Peter bent over the sofa. “But I am ashamed, Norah, more ashamed than I can say. After I got well and went to live with the Galleons a new life seemed to begin for me and I was so e
ager and excited about it all. And then—” he hesitated for a moment— “there was Clare.”
“Yes, I know there was Clare and I am so delighted about it — I know that you will both be so happy.... But, when one is lying here week after week and is worried and tired things take such a different outline. I thought that you and Clare — that you ... had given me up altogether and—”
Suddenly hiding her face in her hands she began to cry. It was inexpressibly desolate there in the dim bare little room, and the sharp sense of his neglect and the remembrance of the good friend that she had been to him for so many years overwhelmed Peter.
He knelt down and put his arms round her. “Norah — don’t, please, I can’t bear it. It’s all right. I’ve been a beast, a selfish cad. But it shan’t happen again. I’ll come often — I’m ashamed.”
She cried for a little and then she smiled at him. “I’m a fool to cry like that but you see I’m weak and ill — and seeing you again after all this time and your being so successful and happy upset me I suppose. Forgive it, Peter, and come again one day when I’m better and stronger — and bring Clare too.”
She held tightly to his hand and her grasp was hot and feverish. He reassured her, told her that he would come soon again, that he would bring Clare and so left her.
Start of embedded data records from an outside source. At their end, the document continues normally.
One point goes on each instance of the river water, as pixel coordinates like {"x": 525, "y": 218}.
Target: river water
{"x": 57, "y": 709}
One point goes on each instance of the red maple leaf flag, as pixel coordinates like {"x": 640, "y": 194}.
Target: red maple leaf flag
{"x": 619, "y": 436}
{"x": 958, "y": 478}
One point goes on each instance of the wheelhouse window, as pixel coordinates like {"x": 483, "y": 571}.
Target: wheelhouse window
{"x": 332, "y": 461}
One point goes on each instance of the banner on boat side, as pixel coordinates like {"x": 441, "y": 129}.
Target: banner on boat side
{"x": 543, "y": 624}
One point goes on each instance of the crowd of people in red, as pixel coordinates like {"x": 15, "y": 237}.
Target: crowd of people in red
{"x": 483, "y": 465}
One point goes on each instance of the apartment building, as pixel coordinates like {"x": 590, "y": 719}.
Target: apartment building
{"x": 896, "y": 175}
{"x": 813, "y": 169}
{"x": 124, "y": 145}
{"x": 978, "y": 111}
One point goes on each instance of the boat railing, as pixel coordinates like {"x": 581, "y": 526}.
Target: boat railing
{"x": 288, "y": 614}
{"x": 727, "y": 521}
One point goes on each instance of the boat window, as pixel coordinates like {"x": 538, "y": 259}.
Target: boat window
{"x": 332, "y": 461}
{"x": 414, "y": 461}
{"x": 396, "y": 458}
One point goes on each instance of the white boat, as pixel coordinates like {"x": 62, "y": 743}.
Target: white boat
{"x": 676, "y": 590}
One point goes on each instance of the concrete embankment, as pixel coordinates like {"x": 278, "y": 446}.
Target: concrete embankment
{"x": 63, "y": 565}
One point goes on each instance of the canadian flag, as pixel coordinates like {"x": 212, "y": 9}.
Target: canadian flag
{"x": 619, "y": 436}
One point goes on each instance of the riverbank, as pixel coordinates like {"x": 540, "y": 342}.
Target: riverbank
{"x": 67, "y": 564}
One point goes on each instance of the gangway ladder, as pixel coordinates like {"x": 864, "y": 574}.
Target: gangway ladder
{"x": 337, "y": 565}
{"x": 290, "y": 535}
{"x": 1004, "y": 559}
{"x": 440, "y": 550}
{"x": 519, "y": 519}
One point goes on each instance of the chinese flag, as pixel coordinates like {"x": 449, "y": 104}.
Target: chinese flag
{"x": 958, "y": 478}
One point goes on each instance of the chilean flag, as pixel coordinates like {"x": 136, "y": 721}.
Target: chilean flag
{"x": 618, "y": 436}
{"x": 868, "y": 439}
He took a cab and drove back to Chelsea in a storm of agitation. Suddenly, out of nothing as it were, all these people, this old life had been thrust up in front of him — had demanded, made claims. About him once again was the old atmosphere: figures were filling his brain, the world was a wild tossing place ... one of those Roundabouts with the hissing lights, the screaming music, the horses going up and down. Plain enough now that the old life was not done with. Every moment of his past life seemed to spring before him claiming recognition. He was drunk with the desire for work. He flung the cabman something, dashed into the little house, was in his room. The lamp was lighted, the door was shut, there was silence, and in his brain figures, scenes, sentences were racing— “The Stone House,” neglected for so long, had begun once more, to climb.